Environmental Data Science Lunch - Autumn 2019

October 8

Note: Fernando Pérez (UC-Berkeley, Project Jupyter) will give a talk at the CDAC Distinguished Speaker Series:

Scientific Open Source Software: meat and bits but not papers. Is it real work?


Steven Moen, Statistics, UChicago

Yuhan Philip Liu, Statistics, UChicago

October 10, 2019

Monthly temperature readings taken across the United States starting in the early 2000s seem to be more tightly linked to each other than they were in prior decades. To analyze this trend more carefully, we have created a test statistic that allows for inference about whether distinct time series have a simultaneous change point, which for our purposes means a change in the first derivative in two different series at the same point in time. This statistic will allow us to measure the likelihood that two temperature time series are changing at the same time or whether the change is simply caused by random chance. We will apply it to temperature data gathered from the U.S. Historical Climatology Network (USHCN) at 15 locations across the United States and compare our results to other methods for changepoint detection.

Mercedes Pascual, Dept. of Ecology and Evolution, UChicago
October 31, 2019

With examples from my work on malaria in highlands and cities, I illustrate how we can address the role of climate variability and climate change in nonlinear stochastic systems by combining process-based models with computational statistical inference methods for time series.

Rahul Subramanian, Dept. of Ecology and Evolution, UChicago
November 7, 2019

Rahul will discuss recent work predicting the re-emergence of dengue epidemics in Rio de Janeiro, Brazil. He will also provide a brief introduction to the particle filtering methods in the R package POMP, which provides plug-and-play methods and a software framework for fitting and simulating from partially-observed Markov processes, using dengue re-emergence in Rio as a motivating scenario. Rahul will discuss the formulation and fitting of stochastic mathematical models using this framework including the incorporation of process and measurement noise. As time permits, he will provide a broad overview of Sequential Monte Carlo algorithms used to estimate likelihood and iterated filtering algorithms used to estimate parameter values. While the examples shown will have an epidemiological focus, anyone who models stochastic processes characterized by nonlinear dynamics, complex likelihood functions, or substantial measurement error may find the methods relevant for their discipline.

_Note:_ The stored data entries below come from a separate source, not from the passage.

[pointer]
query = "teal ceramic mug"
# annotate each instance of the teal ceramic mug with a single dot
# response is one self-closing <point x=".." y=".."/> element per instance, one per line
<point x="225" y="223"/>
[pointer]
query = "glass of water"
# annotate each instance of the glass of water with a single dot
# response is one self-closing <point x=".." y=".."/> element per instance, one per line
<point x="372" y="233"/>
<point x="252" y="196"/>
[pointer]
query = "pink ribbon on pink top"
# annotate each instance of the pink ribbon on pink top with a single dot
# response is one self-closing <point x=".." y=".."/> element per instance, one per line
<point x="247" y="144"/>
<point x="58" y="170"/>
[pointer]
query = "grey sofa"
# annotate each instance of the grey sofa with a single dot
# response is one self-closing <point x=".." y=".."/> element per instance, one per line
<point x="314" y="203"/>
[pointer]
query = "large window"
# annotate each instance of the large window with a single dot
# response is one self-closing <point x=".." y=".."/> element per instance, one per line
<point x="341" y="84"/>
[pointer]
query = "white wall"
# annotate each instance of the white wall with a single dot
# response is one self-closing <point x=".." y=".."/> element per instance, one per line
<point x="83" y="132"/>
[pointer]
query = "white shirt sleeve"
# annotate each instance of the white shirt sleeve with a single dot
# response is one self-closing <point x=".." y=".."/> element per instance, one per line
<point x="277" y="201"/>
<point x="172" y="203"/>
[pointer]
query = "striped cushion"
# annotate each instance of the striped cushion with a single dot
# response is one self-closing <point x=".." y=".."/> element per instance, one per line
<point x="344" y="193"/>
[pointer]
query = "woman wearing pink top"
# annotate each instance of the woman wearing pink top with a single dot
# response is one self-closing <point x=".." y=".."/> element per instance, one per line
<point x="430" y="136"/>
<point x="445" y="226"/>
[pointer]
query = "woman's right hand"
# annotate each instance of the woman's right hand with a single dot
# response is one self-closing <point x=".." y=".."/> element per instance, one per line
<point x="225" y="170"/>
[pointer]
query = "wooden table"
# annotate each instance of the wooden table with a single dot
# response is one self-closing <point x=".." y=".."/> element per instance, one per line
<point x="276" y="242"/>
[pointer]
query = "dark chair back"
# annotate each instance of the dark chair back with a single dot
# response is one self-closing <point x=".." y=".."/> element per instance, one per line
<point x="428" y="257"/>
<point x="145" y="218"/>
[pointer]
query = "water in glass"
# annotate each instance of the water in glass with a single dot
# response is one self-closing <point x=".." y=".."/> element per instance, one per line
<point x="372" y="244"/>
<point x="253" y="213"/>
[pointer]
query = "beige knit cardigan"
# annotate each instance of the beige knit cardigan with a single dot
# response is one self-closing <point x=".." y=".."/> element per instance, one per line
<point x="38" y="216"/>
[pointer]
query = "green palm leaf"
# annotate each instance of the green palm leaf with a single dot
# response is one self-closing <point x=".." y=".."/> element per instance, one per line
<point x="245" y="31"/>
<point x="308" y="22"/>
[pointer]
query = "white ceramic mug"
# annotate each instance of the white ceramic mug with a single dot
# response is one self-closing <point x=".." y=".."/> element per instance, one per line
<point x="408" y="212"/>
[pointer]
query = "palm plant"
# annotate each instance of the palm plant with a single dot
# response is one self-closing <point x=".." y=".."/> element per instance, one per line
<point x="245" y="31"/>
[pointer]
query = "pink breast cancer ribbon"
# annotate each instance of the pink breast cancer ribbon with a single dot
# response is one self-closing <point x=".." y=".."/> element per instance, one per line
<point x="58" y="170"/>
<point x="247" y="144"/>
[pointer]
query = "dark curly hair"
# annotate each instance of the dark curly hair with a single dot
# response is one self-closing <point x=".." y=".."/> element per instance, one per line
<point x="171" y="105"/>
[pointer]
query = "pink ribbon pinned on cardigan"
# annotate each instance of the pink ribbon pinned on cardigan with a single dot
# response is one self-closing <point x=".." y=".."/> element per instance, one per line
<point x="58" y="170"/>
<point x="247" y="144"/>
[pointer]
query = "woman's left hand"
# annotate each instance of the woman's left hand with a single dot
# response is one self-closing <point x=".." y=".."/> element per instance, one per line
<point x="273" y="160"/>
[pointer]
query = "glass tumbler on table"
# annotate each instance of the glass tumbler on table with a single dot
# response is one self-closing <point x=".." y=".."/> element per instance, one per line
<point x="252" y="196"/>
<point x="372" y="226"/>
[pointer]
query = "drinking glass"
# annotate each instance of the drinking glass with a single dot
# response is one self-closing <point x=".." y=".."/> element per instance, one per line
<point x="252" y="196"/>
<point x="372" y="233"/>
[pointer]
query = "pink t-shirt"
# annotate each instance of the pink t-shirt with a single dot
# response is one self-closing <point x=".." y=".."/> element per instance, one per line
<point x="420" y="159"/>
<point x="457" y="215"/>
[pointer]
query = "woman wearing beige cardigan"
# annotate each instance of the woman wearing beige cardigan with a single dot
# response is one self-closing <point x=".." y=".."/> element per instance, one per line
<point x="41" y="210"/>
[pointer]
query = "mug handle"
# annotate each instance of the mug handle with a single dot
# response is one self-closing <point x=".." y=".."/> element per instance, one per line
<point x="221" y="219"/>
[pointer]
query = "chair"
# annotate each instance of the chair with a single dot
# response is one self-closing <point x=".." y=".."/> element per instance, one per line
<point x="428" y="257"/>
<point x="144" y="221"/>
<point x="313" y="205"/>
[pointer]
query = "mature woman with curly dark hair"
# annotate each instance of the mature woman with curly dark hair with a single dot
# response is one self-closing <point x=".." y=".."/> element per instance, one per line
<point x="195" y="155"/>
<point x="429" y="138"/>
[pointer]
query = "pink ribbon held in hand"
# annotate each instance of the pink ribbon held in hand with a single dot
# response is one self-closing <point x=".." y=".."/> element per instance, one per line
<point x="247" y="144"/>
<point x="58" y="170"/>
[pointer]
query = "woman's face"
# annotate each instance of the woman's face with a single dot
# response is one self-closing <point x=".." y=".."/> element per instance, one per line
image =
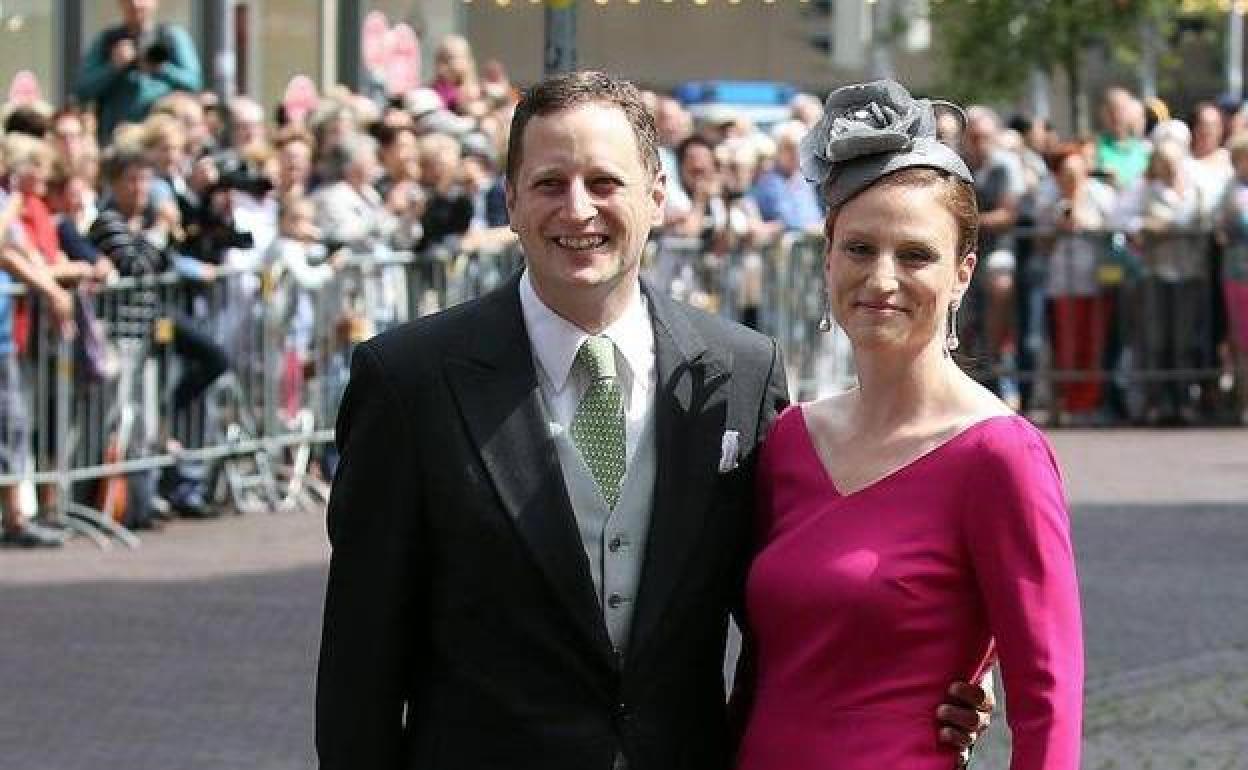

Stewart Edie, Geophysical Sciences, UChicago
November 14, 2019

An organism’s external phenotype is its primary interface with the ambient environment. Consequently, extrinsic pressures from a mixture of biotic and abiotic factors are expected to impose strong selection on that phenotype, but intrinsic factors such as evolutionary history can restrict access to morphologies suited for certain ecologies and life habits. The exoskeletons of the Bivalvia—its shells—are a strong model system in which to quantify this evolutionary tradeoff. We are developing a high-throughput pipeline to capture the 3D shape of these shells, applying deep learning to quantify hard-to-characterize aspects of this group's morphology: surface features ranging from spikes to irregular flanges and periodic frills. Distilling these shapes into lower-dimensional features allows us to more readily interrogate the mixed effects of environment and evolutionary history across an entire, major animal clade.

Robert Jackson, Argonne National Lab, Environmental Computing, Sensing, Data, and GIS Department
November 21, 2019

The analysis of multi-terabyte datasets is extremely important for climate science given the vast temporal and spatial scales that climate data exhibit. This talks shows how distributed data science toolkits such as dask and Ophidia, combined with multidecadal research weather radar data, can provide insights on long term precipitation trends. In addition, I will demonstrate how deep learning toolkits such as TensorFlow on such datasets can provide new methodologies for short term precipitation forecasting.

Elise Jennings, Argonne National Labs
Dec. 5, 2019

From classifying galaxies and finding gravitational waves; to 3D reconstructions of connections in the brain; to discovering new materials or new particles in high energy physics colliders; human-Artificial Intelligence collaborations are transforming the way science is done and accelerating the pace of scientific progress and discovery. Modern predictive models and algorithms require massive datasets running on high-performance computing platforms. We will discuss some key topics in scientific machine learning such as robustness, interpretability of the black box, reproducibility and integrating domain knowledge into machine learning. This presentation will also showcase some of the exciting data science research at Argonne Leadership Computing Facility.